BB’s delivery was normal but for a prolonged rupture of membranes. She walked at 12 and talked at 15 months. She was a shy and clingy child at school who had verbal and social difficulties. She left school in Year 11 and attended a technical college where she also struggled. She had not worked or attended school since the age of 18. There was no history of substance abuse.
On mental state examination, she was cooperative but only established superficial rapport. Speech was of normal rate and volume with limited spontaneity. Mood was euthymic and affect reactive, although blunted. At the time of assessment there were no psychotic or depressive symptoms and no insight into her previous symptoms or functional impairment.
On bedside cognitive testing, she scored 25/30 on the Mini-Mental State Examination (Folstein et al 1975), and 75/100 on the Neuropsychiatry Unit Cognitive screening tool (NUCOG) (Walterfang et al 2006), each significantly below expected age norms. Hence, the patient was referred for a neuropsychological review, and information from an earlier assessment was obtained as a baseline. Physical examination was unremarkable. She had some mild conjunctival pallor but no Kaiser-Fleischer rings. She had no abdominal organomegaly. There were no abnormal movements, primitive reflexes or other neurological signs.
BB had normal electrolytes, hepatic, renal and thyroid function. Hemoglobin was low at 101 g/L” (115–150) with normal platelet and white cell counts and B12 and folate levels. Serum ferritin was still elevated at 688 μg/L (15–200).

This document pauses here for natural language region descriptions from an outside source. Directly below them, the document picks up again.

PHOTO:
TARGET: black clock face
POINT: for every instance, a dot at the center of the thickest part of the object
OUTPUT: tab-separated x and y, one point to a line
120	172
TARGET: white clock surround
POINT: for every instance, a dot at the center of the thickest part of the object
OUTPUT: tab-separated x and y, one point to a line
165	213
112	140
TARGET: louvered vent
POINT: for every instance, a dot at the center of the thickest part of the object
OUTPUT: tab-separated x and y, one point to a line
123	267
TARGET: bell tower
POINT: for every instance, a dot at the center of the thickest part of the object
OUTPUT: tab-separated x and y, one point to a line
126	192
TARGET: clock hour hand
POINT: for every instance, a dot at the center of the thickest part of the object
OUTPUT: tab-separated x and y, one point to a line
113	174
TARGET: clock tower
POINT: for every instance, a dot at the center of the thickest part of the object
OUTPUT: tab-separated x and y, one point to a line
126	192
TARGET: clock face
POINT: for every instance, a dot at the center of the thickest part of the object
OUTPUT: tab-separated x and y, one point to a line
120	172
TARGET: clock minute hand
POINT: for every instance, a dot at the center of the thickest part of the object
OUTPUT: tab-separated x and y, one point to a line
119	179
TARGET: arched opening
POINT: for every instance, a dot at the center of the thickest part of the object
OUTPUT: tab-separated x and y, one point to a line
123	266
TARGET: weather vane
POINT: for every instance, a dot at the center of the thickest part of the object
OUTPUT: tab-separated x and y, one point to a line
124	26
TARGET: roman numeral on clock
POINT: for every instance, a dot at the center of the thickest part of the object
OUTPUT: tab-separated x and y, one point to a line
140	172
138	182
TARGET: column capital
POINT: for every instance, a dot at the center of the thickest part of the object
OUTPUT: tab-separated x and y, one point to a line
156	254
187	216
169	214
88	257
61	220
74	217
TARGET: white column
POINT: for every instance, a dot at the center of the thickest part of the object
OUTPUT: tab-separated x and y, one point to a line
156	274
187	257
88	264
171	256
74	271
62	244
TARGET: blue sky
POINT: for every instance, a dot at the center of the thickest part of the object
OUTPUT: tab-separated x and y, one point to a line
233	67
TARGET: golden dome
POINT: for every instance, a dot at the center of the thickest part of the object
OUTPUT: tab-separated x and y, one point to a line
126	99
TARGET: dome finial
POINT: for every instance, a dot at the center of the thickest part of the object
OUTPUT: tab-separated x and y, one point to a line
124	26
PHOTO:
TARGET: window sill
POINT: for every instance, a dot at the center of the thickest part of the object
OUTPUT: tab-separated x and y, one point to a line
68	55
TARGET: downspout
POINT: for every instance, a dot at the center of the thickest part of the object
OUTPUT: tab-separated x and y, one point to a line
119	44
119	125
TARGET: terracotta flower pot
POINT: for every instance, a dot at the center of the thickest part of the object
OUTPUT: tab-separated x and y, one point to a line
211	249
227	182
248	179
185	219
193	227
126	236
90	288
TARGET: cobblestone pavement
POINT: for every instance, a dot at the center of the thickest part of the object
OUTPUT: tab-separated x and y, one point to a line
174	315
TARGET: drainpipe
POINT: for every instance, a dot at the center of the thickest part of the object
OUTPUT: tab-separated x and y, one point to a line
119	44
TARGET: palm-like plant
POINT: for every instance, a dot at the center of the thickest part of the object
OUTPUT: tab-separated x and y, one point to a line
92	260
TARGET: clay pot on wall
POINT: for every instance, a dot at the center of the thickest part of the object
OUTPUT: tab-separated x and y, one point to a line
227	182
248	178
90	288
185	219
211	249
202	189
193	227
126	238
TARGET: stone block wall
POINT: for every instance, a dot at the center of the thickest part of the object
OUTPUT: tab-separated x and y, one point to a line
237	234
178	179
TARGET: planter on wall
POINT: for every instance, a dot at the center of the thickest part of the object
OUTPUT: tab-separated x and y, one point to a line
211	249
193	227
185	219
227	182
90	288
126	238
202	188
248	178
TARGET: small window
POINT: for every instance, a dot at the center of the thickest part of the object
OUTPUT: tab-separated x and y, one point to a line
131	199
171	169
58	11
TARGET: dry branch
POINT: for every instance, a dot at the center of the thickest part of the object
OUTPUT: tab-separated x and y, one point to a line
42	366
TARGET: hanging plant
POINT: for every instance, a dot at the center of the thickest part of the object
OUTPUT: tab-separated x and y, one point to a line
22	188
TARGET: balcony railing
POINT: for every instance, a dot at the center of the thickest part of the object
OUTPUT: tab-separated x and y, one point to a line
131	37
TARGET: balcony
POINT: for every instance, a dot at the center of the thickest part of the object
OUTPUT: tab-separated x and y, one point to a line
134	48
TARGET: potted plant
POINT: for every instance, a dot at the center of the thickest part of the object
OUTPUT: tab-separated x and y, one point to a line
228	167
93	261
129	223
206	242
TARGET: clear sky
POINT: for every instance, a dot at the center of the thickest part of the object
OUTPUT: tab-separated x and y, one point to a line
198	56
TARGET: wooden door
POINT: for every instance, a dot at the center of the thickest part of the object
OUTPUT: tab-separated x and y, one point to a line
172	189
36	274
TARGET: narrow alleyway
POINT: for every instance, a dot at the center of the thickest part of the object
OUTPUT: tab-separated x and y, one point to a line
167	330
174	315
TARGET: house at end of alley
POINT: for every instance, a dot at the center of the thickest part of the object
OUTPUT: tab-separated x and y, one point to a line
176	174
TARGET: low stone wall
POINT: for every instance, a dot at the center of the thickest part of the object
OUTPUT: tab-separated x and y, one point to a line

Magnetic resonance imaging (MRI) showed global atrophy, most marked over the frontal lobes. She had a greater-than-expected load of periventricular white matter hyperintensities, and a thin anterior callosum. Iron deposition was evident in the dentate nucleus of the cerebellum and the thalamus, and to a lesser degree throughout the whole cerebral cortex, but not in the basal ganglia (Figure 1). Single-photon emission computed tomography (SPECT) showed global hypoperfusion. MRI of the abdomen showed no evidence of ovarian iron deposition. EEG was normal. A screen for lysosomal and other storage disorders on peripheral blood lymphocytes and cultured fibroblasts was normal.